Soweit der Kläger auf eine bis zum 10. Dezember 2022 bestehende Erkrankung verweist, verfängt dies schon deshalb nicht, weil die attestierte Arbeitsunfähigkeit mehr als 2 Wochen vor Fristablauf geendet hat. Im Übrigen kann eine schuldlose (krankheitsbedingte) Fristversäumung nur angenommen werden, wenn der Nachweis erbracht ist, dass der Beteiligte so schwer erkrankt ist, dass er nicht selbst handeln und auch nicht einen anderen beauftragen kann (BSG, Beschluss vom 15. März 2017 – B 9 SB 10/17 B –, juris Rz. 3).
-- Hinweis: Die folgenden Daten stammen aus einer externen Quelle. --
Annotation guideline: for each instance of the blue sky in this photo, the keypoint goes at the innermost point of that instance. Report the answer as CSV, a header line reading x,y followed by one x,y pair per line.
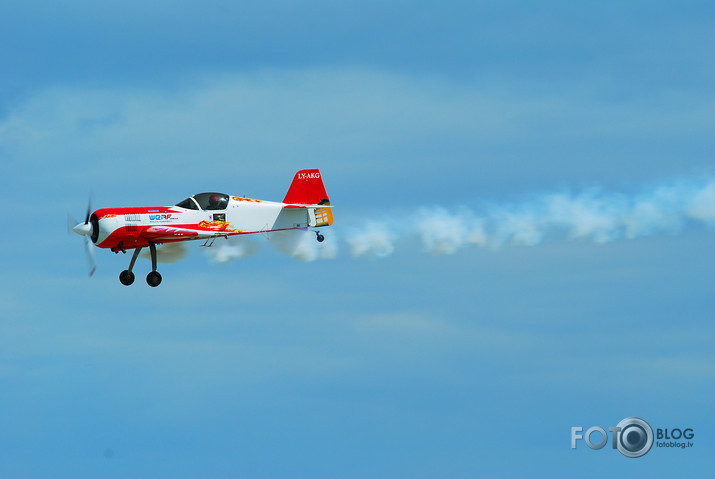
x,y
524,206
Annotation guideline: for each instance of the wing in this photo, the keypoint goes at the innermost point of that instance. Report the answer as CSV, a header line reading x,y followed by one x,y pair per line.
x,y
160,234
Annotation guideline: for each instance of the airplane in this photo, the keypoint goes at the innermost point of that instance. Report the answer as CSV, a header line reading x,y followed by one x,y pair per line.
x,y
204,216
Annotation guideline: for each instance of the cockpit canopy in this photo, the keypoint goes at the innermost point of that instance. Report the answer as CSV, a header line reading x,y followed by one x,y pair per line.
x,y
205,201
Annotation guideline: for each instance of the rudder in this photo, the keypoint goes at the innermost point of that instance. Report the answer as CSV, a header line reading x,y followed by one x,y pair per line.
x,y
307,189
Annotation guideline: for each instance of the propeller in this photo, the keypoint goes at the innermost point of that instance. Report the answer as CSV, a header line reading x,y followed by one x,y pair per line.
x,y
85,229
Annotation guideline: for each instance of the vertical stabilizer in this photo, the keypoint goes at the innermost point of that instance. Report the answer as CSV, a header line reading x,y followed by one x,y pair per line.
x,y
307,189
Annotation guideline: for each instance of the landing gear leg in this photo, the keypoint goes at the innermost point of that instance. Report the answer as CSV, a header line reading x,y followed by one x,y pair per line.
x,y
127,277
153,279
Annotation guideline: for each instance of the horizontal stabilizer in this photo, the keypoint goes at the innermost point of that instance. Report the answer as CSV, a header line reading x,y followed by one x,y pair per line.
x,y
313,207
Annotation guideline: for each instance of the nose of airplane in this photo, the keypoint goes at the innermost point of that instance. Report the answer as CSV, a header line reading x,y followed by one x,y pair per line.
x,y
83,229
Aus der vorgelegten Arbeitsunfähigkeitsbescheinigung kann nicht gefolgert werden, dass der Kläger (zeitweise) nicht in der Lage war, einen Prozessbevollmächtigten mit der Einlegung der Berufung zu beauftragen. Die Berufung war deshalb als unzulässig zu verwerfen.

13

Die Kostenentscheidung beruht auf 193 SGG.

14

Die Revision ist nicht zuzulassen, weil Gründe nach § 160 Abs. 2 SGG nicht vorliegen.